So I think we really have to look at doubling the amount of power generated from zero emission nuclear power by 2030; and, more importantly, we need to begin nuclear fuel recycling and incentivize interim storage to get us there. Recycling reduces the volume of that, and it is clean and it is safe. And then utilizing technology to transition to a low carbon transportation system is another way we can dramatically decrease petroleum use and reduce emissions.
Lithium batteries in fuel-cell technology, like those being developed in Illinois at Argonne National Lab in my district, will transform both the auto manufacturing sector and help America recapture the domestic battery manufacturing base.
I currently serve as the co-Chair of the High Performance Building Caucus, and each month we hear from a business or an association about the technology, a service that offers a solution for improving commercial and residential building efficiency.

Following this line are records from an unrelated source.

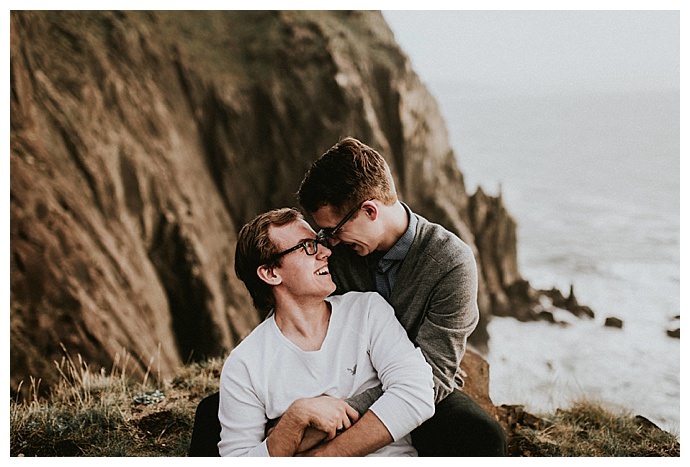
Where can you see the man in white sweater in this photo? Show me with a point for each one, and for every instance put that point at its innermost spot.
(312, 352)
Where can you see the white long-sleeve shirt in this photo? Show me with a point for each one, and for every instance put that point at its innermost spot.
(365, 345)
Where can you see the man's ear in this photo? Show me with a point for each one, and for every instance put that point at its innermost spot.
(269, 275)
(370, 209)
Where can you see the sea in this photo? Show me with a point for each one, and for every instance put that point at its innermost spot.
(593, 183)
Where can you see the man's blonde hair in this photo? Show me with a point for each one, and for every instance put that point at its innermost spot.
(348, 173)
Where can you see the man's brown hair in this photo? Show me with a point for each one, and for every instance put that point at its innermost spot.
(348, 173)
(255, 248)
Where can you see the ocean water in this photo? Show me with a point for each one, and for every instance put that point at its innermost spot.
(593, 182)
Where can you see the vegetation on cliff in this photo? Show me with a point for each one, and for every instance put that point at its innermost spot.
(108, 414)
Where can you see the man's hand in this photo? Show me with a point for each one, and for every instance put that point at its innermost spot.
(307, 423)
(328, 414)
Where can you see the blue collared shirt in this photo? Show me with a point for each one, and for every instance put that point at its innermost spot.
(388, 265)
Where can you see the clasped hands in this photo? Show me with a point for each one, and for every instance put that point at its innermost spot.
(322, 418)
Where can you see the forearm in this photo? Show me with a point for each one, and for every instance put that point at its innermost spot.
(285, 438)
(361, 402)
(366, 436)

Forty percent of the emissions in this country come from existing building infrastructure. So retrofitting existing buildings or utilizing technology in new building construction can serve a variety of things. There are so many things that we can do. We need everything to cut out the CO2 and the other gas emissions that cause so many problems.
Illinois is almost exclusively dependent on nuclear power followed by coal, so we cannot afford the price spikes that would follow a cap-and-trade plan, especially without the increased power production.
I hope that leadership on both sides of the aisle remember to put their constituents first when it comes to considering climate legislation and allow technology and the market to pave the way for emission reductions.
I thank the gentleman for holding this Special Order. I think it is a great benefit that we continue to discuss this issue. I hope that we can all work together to really solve this. Cap-and-trade will not do it.